ESG compliance in Canada: a guide for SMEs
Canada's ESG regulatory landscape is developing more slowly than the EU's, but several mandatory requirements are already in force and more are coming. Canadian SMEs with US or EU customers face additional pressure from those jurisdictions' regulations.
Educational content only. The information on this page is provided for general awareness and does not constitute legal, financial, or professional advice. Regulatory requirements vary by jurisdiction, company structure, and sector. Always consult a qualified adviser before making compliance decisions.
The current regulatory landscape
Canada's approach to ESG regulation is primarily driven by three forces: federal climate policy, securities regulation, and supply chain due diligence legislation. The key frameworks are:
- Federal Carbon Pricing — applies to all businesses via fuel charges and output-based pricing. Escalating to 2030.
- Fighting Against Forced Labour and Child Labour in Supply Chains Act (S-211) — mandatory supply chain reporting for companies above the threshold.
- CSA Climate Disclosure (ISSB-aligned) — under development by the Canadian Securities Administrators; expected to apply to public companies from 2025–2026.
Bill S-211: Supply Chain Forced Labour Reporting
Bill S-211, which came into force in 2024, requires companies that import goods into Canada or produce goods in Canada with annual revenue over $20 million to submit an annual report on the steps taken to prevent and reduce the risk of forced labour and child labour in their supply chains.
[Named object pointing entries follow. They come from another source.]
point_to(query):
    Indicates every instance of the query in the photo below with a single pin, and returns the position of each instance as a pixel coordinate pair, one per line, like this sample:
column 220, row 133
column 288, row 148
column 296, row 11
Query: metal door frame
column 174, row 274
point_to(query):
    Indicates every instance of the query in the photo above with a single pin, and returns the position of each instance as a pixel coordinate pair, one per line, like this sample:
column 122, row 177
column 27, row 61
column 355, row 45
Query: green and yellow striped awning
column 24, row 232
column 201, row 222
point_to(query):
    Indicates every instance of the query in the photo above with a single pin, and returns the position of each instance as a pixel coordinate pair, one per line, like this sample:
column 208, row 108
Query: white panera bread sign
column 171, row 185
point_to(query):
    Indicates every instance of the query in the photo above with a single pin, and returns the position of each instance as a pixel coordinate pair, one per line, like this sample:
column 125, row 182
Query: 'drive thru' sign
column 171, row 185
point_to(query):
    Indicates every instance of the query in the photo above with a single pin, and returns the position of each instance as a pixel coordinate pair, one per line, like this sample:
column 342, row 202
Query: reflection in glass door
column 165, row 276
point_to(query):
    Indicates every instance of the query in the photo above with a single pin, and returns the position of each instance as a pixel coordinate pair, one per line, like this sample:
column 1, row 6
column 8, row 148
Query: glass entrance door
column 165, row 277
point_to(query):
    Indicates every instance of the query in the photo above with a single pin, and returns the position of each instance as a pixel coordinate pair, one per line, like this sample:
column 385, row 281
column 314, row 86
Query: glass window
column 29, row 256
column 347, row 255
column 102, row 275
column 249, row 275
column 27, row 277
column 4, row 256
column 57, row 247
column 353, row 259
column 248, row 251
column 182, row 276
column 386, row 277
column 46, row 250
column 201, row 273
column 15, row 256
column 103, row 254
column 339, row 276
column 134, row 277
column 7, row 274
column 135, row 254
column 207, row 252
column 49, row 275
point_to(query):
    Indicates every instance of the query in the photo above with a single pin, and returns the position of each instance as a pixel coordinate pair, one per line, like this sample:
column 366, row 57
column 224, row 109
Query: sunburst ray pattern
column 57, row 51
Key requirements:
- Annual report submitted to Public Safety Canada by May 31 each year
- Report must cover both the company's own operations and its supply chain
- Directors must attest to the accuracy of the report
- Reports are publicly available on a government registry
For SME suppliers to companies subject to S-211, expect to receive questionnaires about your labour practices, subcontractors, and sourcing countries.
CSA Climate Disclosure Standards
The Canadian Securities Administrators (CSA) are developing mandatory climate-related disclosure requirements aligned with the ISSB's IFRS S1 and S2 standards. These will apply to reporting issuers (public companies) and are expected to be finalised in 2025 with first reports in 2026. While this directly affects only public companies, it will create supply chain pressure on their SME suppliers — particularly for Scope 3 emissions data.
Federal Carbon Pricing
Canada's federal carbon pricing system applies a price on carbon emissions from fuel use. The price is scheduled to increase to $170/tonne by 2030. For most SMEs, this is a direct operating cost rather than a reporting requirement. However, it creates a financial incentive to reduce emissions — and the carbon price is increasingly factored into procurement decisions by large companies.
Practical priorities for Canadian SMEs
If your company imports goods into Canada or produces goods in Canada with >$20M revenue, check your S-211 obligations and submit your annual report by May 31.
If you supply to companies subject to S-211, prepare to respond to supply chain questionnaires about your labour practices and sourcing.
Begin tracking your Scope 1 and 2 emissions. CSA disclosure requirements for public company customers will create demand for this data.
Monitor the impact of federal carbon pricing on your operating costs and factor it into your business planning and pricing.